FGN to convert CBN loans to tradable securities as debt soars

Stories by Chima Nwokoji

| Lagos

 

THE Federal government has revealed plans to convert its loans from the Central Bank of Nigeria (CBN) in 2020 totaling over N11 trillion into formal borrowings by designing “special instruments” that could be repackaged and sold as bonds.

Financial Derivatives Company (FDC) which disclosed this in its January Economic Bulletin stated that the FG had partly financed the N6.1 trillion deficit for 2020 by “ways and means” and is also likely to do so again in 2021.

The impact of this, according to FDC, is that it will be a huge injection into the fixed income market in 2021 which would trigger a rise in fixed income yields. This supports the forecast of a shift to a higher interest rate environment in 2021.

It further noted that this could also have negative consequences for liquidity in the equities markets which has been one of the biggest beneficiaries of the lack of fixed income securities.

The federal government will also increase its total borrowings, now at $73.57 billion, but will not take any new facilities from the International Monetary Fund (IMF). The Minister of Finance disclosed this.

This is after it obtained unconditional multilateral financing from the IMF ($3.4 billion) in 2020.

According to FDC, a higher fiscal deficit of N5.7 trillion is projected in the 2021 budget – 14.46 per cent higher than the deficit of N6.91 trillion in 2020, even as the government is also concluding negotiations with the World Bank on the $1.5 billion loan, which will provide support in bridging the fiscal gap.

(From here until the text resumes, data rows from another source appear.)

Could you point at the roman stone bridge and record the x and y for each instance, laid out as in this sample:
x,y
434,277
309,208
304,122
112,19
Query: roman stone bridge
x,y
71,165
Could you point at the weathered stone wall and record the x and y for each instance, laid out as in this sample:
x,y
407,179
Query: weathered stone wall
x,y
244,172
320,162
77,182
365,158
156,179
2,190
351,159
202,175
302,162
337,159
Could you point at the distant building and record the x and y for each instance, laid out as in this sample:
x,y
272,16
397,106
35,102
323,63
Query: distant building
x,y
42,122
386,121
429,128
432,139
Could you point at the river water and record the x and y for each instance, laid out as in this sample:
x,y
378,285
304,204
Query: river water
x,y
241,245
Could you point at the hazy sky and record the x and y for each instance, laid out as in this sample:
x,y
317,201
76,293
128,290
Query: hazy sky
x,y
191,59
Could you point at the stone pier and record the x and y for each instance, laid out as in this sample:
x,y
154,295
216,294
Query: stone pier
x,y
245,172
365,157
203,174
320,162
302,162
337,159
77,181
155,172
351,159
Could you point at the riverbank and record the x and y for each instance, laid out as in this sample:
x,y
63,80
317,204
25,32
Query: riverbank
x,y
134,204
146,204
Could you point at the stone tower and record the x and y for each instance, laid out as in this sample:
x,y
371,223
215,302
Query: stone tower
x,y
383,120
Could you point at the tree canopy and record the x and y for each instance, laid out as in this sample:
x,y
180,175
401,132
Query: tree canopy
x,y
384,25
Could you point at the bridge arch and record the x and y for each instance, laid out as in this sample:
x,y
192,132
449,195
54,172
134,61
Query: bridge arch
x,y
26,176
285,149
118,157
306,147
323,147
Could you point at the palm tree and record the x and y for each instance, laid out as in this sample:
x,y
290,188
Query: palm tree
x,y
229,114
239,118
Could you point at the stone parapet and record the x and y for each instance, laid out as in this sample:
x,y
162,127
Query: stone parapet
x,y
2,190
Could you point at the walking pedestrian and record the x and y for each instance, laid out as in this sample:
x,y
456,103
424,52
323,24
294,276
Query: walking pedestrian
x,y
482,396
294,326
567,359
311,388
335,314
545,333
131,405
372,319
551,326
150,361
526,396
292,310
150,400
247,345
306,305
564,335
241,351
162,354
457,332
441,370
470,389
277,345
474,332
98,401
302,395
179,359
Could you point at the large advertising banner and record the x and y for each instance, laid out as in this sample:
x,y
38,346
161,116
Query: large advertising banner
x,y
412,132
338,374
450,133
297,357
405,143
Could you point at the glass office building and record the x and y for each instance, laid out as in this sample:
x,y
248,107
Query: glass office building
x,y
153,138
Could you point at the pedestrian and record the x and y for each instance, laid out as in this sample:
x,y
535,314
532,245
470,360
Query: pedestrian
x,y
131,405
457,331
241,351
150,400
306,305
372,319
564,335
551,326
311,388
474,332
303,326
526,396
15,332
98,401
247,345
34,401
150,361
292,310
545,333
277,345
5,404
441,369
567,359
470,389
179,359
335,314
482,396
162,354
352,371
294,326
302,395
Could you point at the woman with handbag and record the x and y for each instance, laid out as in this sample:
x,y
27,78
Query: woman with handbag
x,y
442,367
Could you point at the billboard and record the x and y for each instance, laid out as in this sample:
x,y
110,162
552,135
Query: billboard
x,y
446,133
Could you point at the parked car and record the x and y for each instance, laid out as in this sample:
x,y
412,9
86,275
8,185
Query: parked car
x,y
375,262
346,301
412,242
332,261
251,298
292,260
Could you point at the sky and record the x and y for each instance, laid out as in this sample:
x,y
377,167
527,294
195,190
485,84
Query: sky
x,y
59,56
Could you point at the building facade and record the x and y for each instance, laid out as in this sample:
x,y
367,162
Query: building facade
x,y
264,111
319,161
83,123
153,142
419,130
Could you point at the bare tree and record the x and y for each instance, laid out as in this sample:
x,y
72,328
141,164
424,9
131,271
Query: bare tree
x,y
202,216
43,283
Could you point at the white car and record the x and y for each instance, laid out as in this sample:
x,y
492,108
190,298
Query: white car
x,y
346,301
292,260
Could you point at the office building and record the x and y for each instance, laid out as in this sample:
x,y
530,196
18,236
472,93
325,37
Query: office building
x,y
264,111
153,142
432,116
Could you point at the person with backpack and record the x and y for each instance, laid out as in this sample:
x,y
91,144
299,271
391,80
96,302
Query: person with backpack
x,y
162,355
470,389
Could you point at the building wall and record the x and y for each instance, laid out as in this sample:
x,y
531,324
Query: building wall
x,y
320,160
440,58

However, the FG is now emphasizing on domestic borrowing above external debt and has stated that there would be no Eurobond at current rates of interest. In 2020, Vice President Yemi Osinbajo had hinted at the federal government’s intentions to extend what is now a two-year hiatus from the Eurobond market.

“This is in spite of low interest rates globally, as central banks in advanced economies have reduced benchmark interest rates to near zero to stimulate their economies in the wake of the negative effects of the COVID-19 pandemic.

“The Federal government’s decision will ease the pressure on mounting external debt and exchange rate volatility. Domestic debt issuances will increase as a result, crowding out private sector borrowing. With inflation skyrocketing, the switch to a higher interest rate environment is now almost inevitable in the near term and this will exacerbate the governments financing pressures as the cost of servicing domestic debt would rise,” the firm stated.